Compare this with using the relative `p` or `./p` that will only look at children `<p>` under from each `<div>`, and only 1 of those `<div>` will show having paragraphs:

In [21]:
for div in doc.xpathEval('//body//div'):
    print(div.xpathEval('p'))

[]
[<xmlNode (p) object at 0x7f0b941ab290>, <xmlNode (p) object at 0x7f0b941ab200>]
[]


In [22]:
for div in doc.xpathEval('//body//div'):
    print(div.xpathEval('./p'))

[]
[<xmlNode (p) object at 0x7f0b941ab200>, <xmlNode (p) object at 0x7f0b941ab2d8>]
[]


## Abbreviated syntax

What we’ve seen earlier is in fact “abbreviated syntax”.

Full syntax is quite verbose:

| Abbreviated syntax           | Full syntax
|------------------------------|-------------------------------------------------
| `/html/head/title`           | `/child::html /child:: head /child:: title`
| `//meta/@content`            | `/descendant-or-self::node() /child::meta /attribute::content`
| `//div/div[@class="second"]` | `/descendant-or-self::node() /child::div /child::div [attribute::class = "second"]`
| `//div/a/text()`             | `/descendant-or-self::node() /child::div /child::a /child::text()`

## Axes: moving around

The "axis" is the first part of each location path step. It can be explicit or implicit in abbreviated syntax.

In this section, we'll use explicit axes as much as we can.

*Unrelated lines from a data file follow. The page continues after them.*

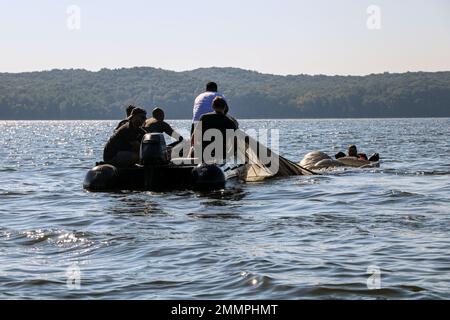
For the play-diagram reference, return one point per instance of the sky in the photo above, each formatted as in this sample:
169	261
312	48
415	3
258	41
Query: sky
346	37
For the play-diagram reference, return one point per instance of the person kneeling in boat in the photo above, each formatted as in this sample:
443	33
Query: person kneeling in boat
218	121
122	149
128	111
156	124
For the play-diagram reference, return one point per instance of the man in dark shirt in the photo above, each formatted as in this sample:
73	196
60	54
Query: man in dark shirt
214	120
122	149
156	124
128	111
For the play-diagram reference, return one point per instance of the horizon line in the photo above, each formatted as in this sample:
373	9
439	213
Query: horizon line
216	67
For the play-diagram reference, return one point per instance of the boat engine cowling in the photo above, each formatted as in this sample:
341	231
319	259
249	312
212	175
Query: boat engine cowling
154	150
208	177
102	177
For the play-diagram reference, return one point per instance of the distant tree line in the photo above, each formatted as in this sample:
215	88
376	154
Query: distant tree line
81	94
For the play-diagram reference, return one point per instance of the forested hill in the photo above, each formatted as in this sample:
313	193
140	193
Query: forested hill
81	94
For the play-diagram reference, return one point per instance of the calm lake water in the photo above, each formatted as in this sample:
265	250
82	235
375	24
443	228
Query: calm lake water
307	237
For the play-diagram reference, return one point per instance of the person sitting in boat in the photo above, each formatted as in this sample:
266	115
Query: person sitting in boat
213	120
227	109
122	149
128	111
353	152
156	124
203	102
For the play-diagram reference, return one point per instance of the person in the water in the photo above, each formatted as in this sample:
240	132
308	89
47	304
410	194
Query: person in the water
156	124
122	149
128	111
214	120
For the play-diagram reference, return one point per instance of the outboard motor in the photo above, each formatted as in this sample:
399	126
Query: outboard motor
100	178
154	150
208	177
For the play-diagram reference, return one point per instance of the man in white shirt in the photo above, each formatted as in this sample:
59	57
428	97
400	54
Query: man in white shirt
203	102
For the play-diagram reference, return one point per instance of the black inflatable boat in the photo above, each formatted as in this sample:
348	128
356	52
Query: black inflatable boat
156	172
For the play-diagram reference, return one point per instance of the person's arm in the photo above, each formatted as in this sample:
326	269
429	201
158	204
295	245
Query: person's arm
172	133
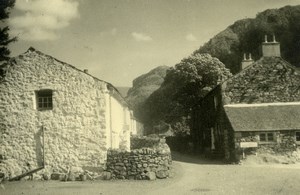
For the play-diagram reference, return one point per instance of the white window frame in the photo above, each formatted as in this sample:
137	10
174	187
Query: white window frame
297	142
267	138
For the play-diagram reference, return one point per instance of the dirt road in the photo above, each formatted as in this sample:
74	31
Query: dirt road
192	175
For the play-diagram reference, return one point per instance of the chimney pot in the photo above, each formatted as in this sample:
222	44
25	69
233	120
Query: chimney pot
274	39
271	49
266	38
246	62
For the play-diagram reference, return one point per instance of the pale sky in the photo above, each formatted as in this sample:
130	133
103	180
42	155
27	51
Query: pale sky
118	40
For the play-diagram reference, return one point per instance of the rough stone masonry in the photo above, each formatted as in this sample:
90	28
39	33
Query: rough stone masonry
74	131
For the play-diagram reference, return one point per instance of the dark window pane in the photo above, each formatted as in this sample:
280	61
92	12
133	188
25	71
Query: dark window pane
44	99
297	136
270	137
262	137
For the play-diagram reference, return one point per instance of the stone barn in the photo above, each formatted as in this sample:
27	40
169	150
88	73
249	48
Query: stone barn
56	116
256	108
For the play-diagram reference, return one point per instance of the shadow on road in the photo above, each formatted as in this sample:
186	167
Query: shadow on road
195	159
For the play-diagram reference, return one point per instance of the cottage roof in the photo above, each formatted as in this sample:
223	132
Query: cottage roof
264	117
112	89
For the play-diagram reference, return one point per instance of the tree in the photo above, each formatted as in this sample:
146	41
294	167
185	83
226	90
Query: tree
5	6
184	85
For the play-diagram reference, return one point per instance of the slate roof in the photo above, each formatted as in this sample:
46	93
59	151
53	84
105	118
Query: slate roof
264	117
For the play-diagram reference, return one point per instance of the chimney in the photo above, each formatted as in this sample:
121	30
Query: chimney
246	62
271	49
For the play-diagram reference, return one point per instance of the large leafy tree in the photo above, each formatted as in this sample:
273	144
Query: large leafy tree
5	6
184	85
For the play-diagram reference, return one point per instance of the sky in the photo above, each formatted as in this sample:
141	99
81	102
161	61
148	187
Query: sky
119	40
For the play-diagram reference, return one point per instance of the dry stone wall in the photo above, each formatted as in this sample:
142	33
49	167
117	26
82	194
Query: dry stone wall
74	130
140	164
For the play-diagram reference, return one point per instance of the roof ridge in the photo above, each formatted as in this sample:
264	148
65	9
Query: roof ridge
32	49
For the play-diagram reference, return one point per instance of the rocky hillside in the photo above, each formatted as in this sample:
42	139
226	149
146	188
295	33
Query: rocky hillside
247	35
143	86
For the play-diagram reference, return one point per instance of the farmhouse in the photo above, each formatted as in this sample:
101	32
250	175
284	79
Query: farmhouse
56	116
258	107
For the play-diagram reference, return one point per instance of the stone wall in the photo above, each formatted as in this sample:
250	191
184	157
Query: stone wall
284	144
74	130
143	163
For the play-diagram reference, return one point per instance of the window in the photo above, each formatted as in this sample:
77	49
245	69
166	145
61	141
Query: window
270	136
216	101
298	136
262	137
44	100
266	137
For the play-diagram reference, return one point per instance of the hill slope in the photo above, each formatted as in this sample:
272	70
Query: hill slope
143	86
247	35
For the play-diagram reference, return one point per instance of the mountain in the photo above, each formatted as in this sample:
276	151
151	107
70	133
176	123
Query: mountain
246	36
143	86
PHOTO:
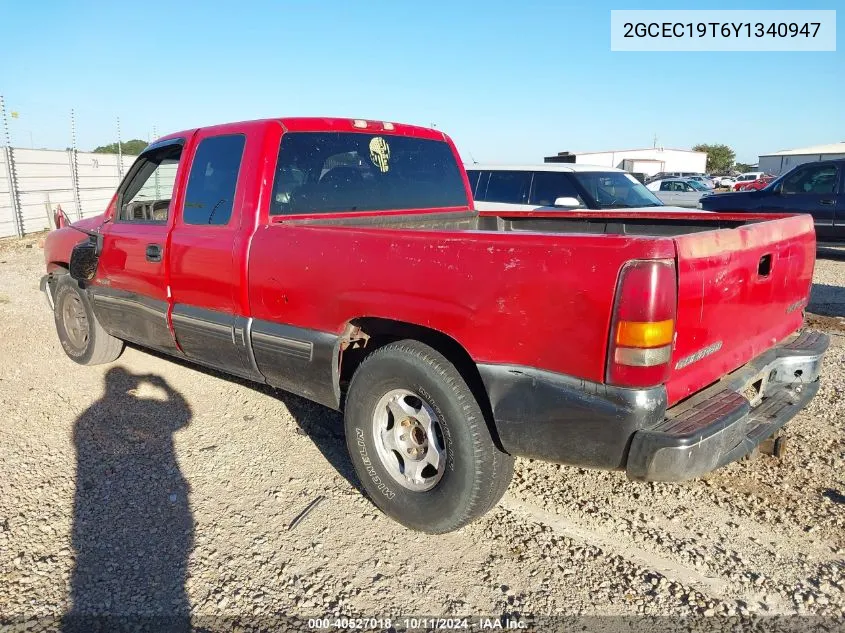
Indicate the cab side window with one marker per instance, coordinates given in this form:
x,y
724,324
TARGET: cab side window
x,y
508,186
548,186
145,196
210,194
473,176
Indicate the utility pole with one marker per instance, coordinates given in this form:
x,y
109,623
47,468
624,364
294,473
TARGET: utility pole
x,y
119,153
11,172
157,179
74,166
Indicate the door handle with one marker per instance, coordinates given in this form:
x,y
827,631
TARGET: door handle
x,y
153,253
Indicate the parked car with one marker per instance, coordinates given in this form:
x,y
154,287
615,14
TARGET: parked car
x,y
745,179
681,192
704,180
815,188
761,182
673,174
564,186
343,260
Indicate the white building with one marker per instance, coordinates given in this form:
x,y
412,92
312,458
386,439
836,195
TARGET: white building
x,y
647,161
783,161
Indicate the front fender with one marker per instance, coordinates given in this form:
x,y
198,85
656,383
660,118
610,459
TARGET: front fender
x,y
60,242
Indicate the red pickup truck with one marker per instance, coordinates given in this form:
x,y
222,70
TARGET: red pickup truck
x,y
342,260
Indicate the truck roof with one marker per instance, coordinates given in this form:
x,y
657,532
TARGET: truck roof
x,y
324,124
568,167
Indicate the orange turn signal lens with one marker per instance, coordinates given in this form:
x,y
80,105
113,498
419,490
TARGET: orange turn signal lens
x,y
645,333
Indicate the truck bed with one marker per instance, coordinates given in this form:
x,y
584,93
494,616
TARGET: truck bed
x,y
742,281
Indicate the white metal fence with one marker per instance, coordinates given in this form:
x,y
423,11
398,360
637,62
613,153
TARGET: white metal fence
x,y
33,182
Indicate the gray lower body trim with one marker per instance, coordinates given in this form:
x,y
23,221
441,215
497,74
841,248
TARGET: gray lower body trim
x,y
214,338
132,317
298,360
553,417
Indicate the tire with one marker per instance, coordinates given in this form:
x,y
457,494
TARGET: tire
x,y
81,335
472,473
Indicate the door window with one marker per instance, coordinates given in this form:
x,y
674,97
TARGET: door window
x,y
210,195
146,195
548,186
818,179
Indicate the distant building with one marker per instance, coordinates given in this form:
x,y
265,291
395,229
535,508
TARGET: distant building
x,y
647,161
783,161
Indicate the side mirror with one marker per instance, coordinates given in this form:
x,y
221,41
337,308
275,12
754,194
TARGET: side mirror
x,y
567,201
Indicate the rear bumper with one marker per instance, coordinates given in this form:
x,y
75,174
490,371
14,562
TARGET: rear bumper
x,y
720,424
557,418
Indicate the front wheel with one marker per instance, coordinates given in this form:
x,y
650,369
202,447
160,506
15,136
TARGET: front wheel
x,y
81,335
419,441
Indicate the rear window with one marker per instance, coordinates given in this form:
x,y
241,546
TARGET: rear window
x,y
324,172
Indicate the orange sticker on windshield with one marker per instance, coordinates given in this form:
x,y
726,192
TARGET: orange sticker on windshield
x,y
380,153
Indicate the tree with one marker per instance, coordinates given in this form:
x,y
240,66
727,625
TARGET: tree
x,y
134,147
720,158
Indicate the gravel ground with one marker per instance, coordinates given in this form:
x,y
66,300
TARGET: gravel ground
x,y
152,487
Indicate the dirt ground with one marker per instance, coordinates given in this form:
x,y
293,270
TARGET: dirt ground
x,y
152,487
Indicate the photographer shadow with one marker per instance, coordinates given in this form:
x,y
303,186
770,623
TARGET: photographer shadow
x,y
133,529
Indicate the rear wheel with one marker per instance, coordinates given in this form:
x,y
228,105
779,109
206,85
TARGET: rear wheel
x,y
81,335
419,441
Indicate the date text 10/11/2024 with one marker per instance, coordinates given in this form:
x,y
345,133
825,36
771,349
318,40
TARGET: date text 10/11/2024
x,y
417,623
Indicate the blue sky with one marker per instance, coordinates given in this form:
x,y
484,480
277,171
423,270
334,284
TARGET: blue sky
x,y
509,81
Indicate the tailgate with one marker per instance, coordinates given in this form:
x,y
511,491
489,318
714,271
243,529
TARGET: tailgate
x,y
740,291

**AXIS** :: _nodetest [predicate]*_

**Axes give the direction to go next.**

* `self` (where you are)
* `parent`, `child` (direct hop)
* `ancestor`, `ancestor-or-self`, `descendant`, `descendant-or-self` (multi-hop)
* `following`, `following-sibling`, `preceding`, `preceding-sibling` (document order)
* `attribute`, `namespace` (non-element)

### Move up or down the tree

Let's assume that we have selected the first `<div>` element in our sample document, the one just under the `<body>` element:

In [23]:
first_div = doc.xpathEval('//body/div')[0]

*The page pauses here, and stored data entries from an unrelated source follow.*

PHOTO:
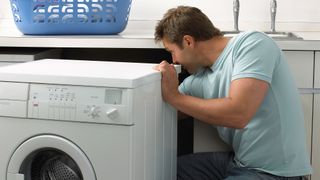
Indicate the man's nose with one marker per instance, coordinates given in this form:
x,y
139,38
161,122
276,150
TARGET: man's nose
x,y
174,60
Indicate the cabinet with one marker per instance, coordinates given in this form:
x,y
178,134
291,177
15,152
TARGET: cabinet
x,y
316,122
301,63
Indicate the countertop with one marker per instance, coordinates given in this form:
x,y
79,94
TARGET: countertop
x,y
136,35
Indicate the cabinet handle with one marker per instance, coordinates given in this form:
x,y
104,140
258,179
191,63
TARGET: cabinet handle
x,y
309,91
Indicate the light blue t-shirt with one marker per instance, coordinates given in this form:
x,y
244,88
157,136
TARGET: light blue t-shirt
x,y
274,140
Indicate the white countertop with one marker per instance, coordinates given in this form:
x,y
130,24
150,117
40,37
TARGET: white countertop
x,y
138,34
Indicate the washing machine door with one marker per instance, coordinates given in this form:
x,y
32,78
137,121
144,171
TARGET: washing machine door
x,y
49,157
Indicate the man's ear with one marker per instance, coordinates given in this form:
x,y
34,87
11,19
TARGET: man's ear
x,y
188,41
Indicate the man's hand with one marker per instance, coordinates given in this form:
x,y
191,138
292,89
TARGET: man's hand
x,y
169,81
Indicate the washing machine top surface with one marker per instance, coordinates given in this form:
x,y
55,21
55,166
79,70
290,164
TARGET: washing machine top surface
x,y
80,72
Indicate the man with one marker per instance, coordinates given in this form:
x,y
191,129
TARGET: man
x,y
243,86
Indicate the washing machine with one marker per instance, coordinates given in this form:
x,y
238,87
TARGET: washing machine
x,y
85,120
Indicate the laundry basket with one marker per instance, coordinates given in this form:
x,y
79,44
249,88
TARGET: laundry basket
x,y
45,17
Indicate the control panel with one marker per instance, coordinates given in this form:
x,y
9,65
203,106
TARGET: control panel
x,y
78,103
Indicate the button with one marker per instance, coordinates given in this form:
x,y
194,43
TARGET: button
x,y
112,113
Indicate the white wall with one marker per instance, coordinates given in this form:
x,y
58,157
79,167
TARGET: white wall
x,y
220,10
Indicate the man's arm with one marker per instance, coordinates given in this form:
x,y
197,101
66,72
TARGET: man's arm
x,y
236,110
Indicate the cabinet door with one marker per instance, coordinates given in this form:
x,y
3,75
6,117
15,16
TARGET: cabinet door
x,y
316,139
301,65
306,101
317,71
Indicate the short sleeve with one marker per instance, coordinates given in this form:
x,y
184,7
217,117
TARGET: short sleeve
x,y
255,56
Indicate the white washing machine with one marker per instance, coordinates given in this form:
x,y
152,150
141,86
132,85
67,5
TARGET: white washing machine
x,y
85,120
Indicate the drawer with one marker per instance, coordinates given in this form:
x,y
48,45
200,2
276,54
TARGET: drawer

The `self` axis represents *the context node*, i.e. where you are currently in the Location Path step. (This may not sounds very useful, but we will see later when this can be handy.)

In [24]:
first_div.xpathEval('self::*')

[<xmlNode (div) object at 0x7f0b941ab0e0>]

The `child` axis is for immediate children nodes of the context node. Here, our context `<div>` node has 2 `<div>` children:

In [25]:
first_div.xpathEval('child::*')

[<xmlNode (div) object at 0x7f0b941ab2d8>,
 <xmlNode (div) object at 0x7f0b941ab4d0>]

The `parent` axis is the dual of `child`: you go up one level in the DOM:

In [26]:
first_div.xpathEval('parent::*')

[<xmlNode (body) object at 0x7f0b941ab518>]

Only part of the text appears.